Consider the decimal system we're used to today. What is the prime feature? It's the idea of zero! The romans did not have a notation for it. Think about how limiting this is!

By introducing the notion (and notation!) of zero you suddenly get the opportunity rethink numbers a bit.

Once you have a decimal system of numbers, you realize that multiplying by ten is a common task because it is baked into the grammar of the notation. It takes a very consious mind to switch from roman numbers to numeral ones but once you're there you can unconsiously explore numbers in a more interpretable manner. I can't even imagine how a mind can conjure the idea of powers without having the decimal system to build on.

Back when I taught calculus, this bit of number theory was the first lecture. It's plainly a great lesson of mathematics; notation actually matters and you really need to be aware of that. Notation is a user interface for thoughts and a way to serialise ideas. If you get this part wrong you will risk being stuck in translation when you're trying to clearly conceptualize abstract thoughts. It will be so hard to explore and generalize problems if you cannot communicate them clearly.

The most powerful idea here is not to brag about how good our language of math is right now. Instead the idea is to keep wondering. When we are better at communicating ideas, will the ideas become better?

The answer is 'very yes'.

Recent Example

I was playing around with a heuristic problem and I wrote a small evolutionary algorithm for it. It looked something like this (it's pseudo-python code).

population = [init_chromosome() for i in range(100)]
for gen in generations:
    # first we calculate the scores per individual
    # and we keep the best performing members of the population
    scores = [calc_score(p) for p in population]
    population = sorted(population, key=scores)[:50]
    # from the survivors we make new offspring
    for _ in range(50):
        parent1, parent2 = pick_parents(population)
        child = combine(parent1, parent2)
        population.append(child)
    # the new population will mutate
    for i, p in enumerate(population):
        population[i] = mutate(p)

The code (at least, to me) is pretty clear. I've abstracted lot's of details into functions which makes the code clean. Still, it might help to add a diagram of what is happening.

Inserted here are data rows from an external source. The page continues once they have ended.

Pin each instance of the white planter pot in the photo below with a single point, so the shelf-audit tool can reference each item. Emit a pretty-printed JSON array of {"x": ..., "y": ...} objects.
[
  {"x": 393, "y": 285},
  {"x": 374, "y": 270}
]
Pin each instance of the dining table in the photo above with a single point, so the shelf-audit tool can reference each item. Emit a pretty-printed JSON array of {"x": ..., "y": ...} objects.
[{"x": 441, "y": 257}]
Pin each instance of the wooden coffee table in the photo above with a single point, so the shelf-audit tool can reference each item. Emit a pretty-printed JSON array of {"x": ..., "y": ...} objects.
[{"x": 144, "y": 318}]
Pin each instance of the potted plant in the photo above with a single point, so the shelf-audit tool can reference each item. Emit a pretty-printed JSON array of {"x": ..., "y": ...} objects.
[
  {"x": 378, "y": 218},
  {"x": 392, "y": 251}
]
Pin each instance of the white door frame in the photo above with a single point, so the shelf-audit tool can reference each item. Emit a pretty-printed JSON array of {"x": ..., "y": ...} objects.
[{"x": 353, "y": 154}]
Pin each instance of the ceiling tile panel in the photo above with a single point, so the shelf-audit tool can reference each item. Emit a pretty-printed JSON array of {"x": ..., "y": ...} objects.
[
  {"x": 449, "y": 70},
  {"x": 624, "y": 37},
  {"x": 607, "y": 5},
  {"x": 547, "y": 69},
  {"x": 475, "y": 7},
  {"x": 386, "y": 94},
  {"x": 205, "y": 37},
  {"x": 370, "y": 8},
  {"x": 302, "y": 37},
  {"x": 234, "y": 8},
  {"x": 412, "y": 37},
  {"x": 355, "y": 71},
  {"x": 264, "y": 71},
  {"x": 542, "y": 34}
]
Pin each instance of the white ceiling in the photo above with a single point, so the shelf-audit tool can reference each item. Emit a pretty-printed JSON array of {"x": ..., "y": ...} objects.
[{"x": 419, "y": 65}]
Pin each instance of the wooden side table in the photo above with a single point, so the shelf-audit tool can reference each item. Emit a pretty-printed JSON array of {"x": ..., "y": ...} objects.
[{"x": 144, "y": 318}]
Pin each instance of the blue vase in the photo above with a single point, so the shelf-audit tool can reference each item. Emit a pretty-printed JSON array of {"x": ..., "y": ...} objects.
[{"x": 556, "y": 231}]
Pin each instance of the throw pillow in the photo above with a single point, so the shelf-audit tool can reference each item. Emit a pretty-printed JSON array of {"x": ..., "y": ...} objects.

Looking at the code and looking at the diagram one cannot help but wonder; is the code really the clear communication device here? Or is the diagram better? It sort of feels like for-loops are kind of like the roman numbers. They represent a concept but they are not ideal methods of communicating. They merely facilitate the execution of ideas. I would prefer the code invites evolution of ideas instead.

So I'll attempt a rephrase of the code Let's see if we can rewrite it such that the code actually starts looking like the diagram. Here's a first attempt.

pop = Population(creator=init_chromosome, members=100, 
                 score_func=calc_score)

for gen in generations: 
  pop = (pop
         .survive(p=0.5)
         .breed(parent_picker=pick_parents, combiner=combine)
         .mutate(mutate_func=mutate))

There's a lot less boilerplate and this brings in a lot of benefits.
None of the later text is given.